Cooke is in the process of registering the foundation in the United States.
Talbot is on the verge of branching out with his own organization that will be based locally, although he still will partner with close friend Gervais. The two have held a golf event the past two summers in the Montreal area -- raising a combined $140,000 to fight breast cancer and autism and help a children's charity -- and next offseason hope to switch to a hockey tournament.
Cooke and Talbot also used their Stanley Cup parties to raise money. Talbot targeted the Children's Wish Foundation, the international equivalent of Make-A-Wish, and included five families in his celebration.
"They were part of the parade with me," Talbot said. "We had a chance to interact with them and really see what that foundation did for them and what they go through when their kids get sick. The whole family can go to Disney World and forget about the sickness for a little while. Seeing those five families was pretty special."

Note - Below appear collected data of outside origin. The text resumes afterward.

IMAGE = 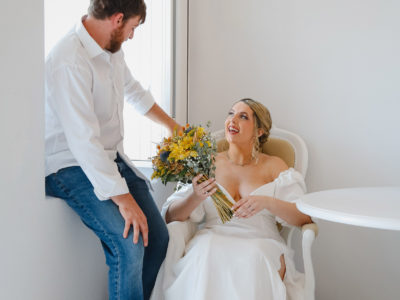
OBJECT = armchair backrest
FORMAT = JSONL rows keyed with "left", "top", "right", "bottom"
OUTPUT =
{"left": 212, "top": 126, "right": 309, "bottom": 177}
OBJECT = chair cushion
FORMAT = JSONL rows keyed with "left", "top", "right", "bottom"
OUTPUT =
{"left": 262, "top": 138, "right": 295, "bottom": 168}
{"left": 216, "top": 137, "right": 295, "bottom": 168}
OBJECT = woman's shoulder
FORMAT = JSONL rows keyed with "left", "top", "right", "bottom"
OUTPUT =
{"left": 258, "top": 153, "right": 289, "bottom": 180}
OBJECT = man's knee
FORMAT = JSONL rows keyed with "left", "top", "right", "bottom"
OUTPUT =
{"left": 115, "top": 233, "right": 146, "bottom": 265}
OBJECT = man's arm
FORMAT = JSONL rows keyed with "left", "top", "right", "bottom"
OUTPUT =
{"left": 144, "top": 103, "right": 180, "bottom": 135}
{"left": 122, "top": 61, "right": 181, "bottom": 134}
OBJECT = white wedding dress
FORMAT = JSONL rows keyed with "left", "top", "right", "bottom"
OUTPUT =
{"left": 152, "top": 168, "right": 306, "bottom": 300}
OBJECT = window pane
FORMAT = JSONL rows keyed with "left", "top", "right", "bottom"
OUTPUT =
{"left": 44, "top": 0, "right": 88, "bottom": 56}
{"left": 123, "top": 0, "right": 173, "bottom": 161}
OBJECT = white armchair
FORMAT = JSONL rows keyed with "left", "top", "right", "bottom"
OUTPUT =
{"left": 152, "top": 126, "right": 318, "bottom": 300}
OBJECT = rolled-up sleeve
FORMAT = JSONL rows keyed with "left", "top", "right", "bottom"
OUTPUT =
{"left": 123, "top": 62, "right": 155, "bottom": 115}
{"left": 47, "top": 64, "right": 129, "bottom": 200}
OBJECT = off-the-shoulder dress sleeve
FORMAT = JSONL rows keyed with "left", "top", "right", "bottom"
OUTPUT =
{"left": 273, "top": 168, "right": 307, "bottom": 225}
{"left": 161, "top": 184, "right": 206, "bottom": 223}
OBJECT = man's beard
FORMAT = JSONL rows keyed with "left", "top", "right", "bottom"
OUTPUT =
{"left": 106, "top": 27, "right": 124, "bottom": 53}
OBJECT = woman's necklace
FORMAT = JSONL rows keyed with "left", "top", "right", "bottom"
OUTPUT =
{"left": 226, "top": 152, "right": 254, "bottom": 167}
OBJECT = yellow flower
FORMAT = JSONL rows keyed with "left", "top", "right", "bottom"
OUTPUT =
{"left": 189, "top": 151, "right": 198, "bottom": 158}
{"left": 196, "top": 127, "right": 205, "bottom": 137}
{"left": 181, "top": 136, "right": 194, "bottom": 150}
{"left": 169, "top": 143, "right": 189, "bottom": 161}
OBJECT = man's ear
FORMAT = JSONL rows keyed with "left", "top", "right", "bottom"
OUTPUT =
{"left": 110, "top": 12, "right": 124, "bottom": 28}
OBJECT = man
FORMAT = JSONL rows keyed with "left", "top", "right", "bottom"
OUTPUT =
{"left": 44, "top": 1, "right": 178, "bottom": 299}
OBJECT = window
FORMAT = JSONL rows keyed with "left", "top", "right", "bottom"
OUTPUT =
{"left": 45, "top": 0, "right": 174, "bottom": 162}
{"left": 122, "top": 0, "right": 173, "bottom": 161}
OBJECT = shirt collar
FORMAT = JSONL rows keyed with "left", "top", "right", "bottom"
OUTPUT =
{"left": 75, "top": 15, "right": 105, "bottom": 59}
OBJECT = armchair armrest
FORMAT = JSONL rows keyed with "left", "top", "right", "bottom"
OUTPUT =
{"left": 151, "top": 220, "right": 197, "bottom": 300}
{"left": 164, "top": 220, "right": 197, "bottom": 269}
{"left": 301, "top": 222, "right": 318, "bottom": 237}
{"left": 167, "top": 220, "right": 197, "bottom": 251}
{"left": 301, "top": 222, "right": 318, "bottom": 300}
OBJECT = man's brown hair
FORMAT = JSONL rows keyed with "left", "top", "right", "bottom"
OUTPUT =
{"left": 88, "top": 0, "right": 146, "bottom": 23}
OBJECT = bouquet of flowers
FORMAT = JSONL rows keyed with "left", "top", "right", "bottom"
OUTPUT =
{"left": 151, "top": 123, "right": 233, "bottom": 223}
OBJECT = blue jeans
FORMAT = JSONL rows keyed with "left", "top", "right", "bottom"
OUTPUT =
{"left": 45, "top": 156, "right": 169, "bottom": 300}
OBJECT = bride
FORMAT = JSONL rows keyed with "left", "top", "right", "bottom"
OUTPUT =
{"left": 155, "top": 98, "right": 312, "bottom": 300}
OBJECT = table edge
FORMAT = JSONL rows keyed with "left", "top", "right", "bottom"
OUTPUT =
{"left": 296, "top": 201, "right": 400, "bottom": 231}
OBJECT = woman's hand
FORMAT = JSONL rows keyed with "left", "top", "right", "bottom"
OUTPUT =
{"left": 166, "top": 175, "right": 217, "bottom": 223}
{"left": 192, "top": 174, "right": 217, "bottom": 201}
{"left": 232, "top": 195, "right": 274, "bottom": 218}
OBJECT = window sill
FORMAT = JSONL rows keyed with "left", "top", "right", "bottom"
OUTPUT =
{"left": 132, "top": 160, "right": 153, "bottom": 169}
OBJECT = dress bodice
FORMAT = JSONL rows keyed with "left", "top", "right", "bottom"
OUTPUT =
{"left": 200, "top": 180, "right": 281, "bottom": 240}
{"left": 162, "top": 168, "right": 307, "bottom": 242}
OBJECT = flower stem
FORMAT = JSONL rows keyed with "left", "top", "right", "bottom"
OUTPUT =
{"left": 199, "top": 174, "right": 233, "bottom": 223}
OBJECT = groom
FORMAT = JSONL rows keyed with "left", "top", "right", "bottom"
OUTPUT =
{"left": 44, "top": 1, "right": 179, "bottom": 299}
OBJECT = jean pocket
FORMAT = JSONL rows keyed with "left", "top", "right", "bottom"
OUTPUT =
{"left": 47, "top": 166, "right": 90, "bottom": 199}
{"left": 45, "top": 174, "right": 69, "bottom": 198}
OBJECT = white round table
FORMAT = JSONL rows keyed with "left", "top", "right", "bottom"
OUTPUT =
{"left": 296, "top": 187, "right": 400, "bottom": 231}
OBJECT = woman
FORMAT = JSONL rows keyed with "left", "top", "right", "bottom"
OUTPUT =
{"left": 157, "top": 98, "right": 312, "bottom": 300}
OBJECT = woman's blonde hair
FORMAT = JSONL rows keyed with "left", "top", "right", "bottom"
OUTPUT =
{"left": 237, "top": 98, "right": 272, "bottom": 151}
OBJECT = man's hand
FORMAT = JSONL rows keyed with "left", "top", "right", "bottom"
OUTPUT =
{"left": 168, "top": 122, "right": 184, "bottom": 137}
{"left": 111, "top": 193, "right": 149, "bottom": 246}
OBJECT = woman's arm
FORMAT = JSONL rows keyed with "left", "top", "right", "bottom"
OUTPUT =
{"left": 265, "top": 197, "right": 311, "bottom": 226}
{"left": 165, "top": 193, "right": 203, "bottom": 223}
{"left": 165, "top": 175, "right": 217, "bottom": 223}
{"left": 232, "top": 195, "right": 311, "bottom": 227}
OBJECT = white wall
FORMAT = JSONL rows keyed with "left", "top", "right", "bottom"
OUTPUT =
{"left": 187, "top": 0, "right": 400, "bottom": 299}
{"left": 0, "top": 1, "right": 109, "bottom": 299}
{"left": 1, "top": 0, "right": 45, "bottom": 298}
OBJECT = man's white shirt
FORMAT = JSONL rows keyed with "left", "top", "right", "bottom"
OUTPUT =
{"left": 45, "top": 18, "right": 155, "bottom": 200}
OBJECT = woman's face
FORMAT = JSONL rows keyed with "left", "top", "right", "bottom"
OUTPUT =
{"left": 224, "top": 101, "right": 257, "bottom": 146}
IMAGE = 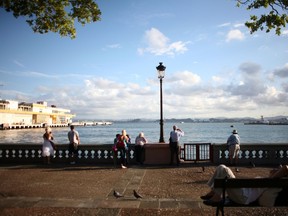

McKee's organization has the most specific recipients, children who are being treated at Kingston General Hospital, where his mother, Cathie McKee, worked.
"We raise money for kids who have to spend an extended amount of time in the hospital to get them anything they want to make their stay easier and more comfortable -- whether it's video games or books or coloring books, whatever they need," said Jay McKee, who has a summer golf tournament.
When he played in Buffalo, McKee was affiliated for several years with the Juvenile Diabetes Research Foundation branch there and said they raised more than $500,000 in that time. Now those efforts go to his charity in Kingston
"I just wanted to do something based around kids," he said. "I know there's hundreds of charities that do great stuff in all different ranges, but being able to do something with children, for me, that's the way to go.
"The most rewarding part is just seeing the people's faces -- everyone that's involved, not even just the children, but all the volunteers that make it work."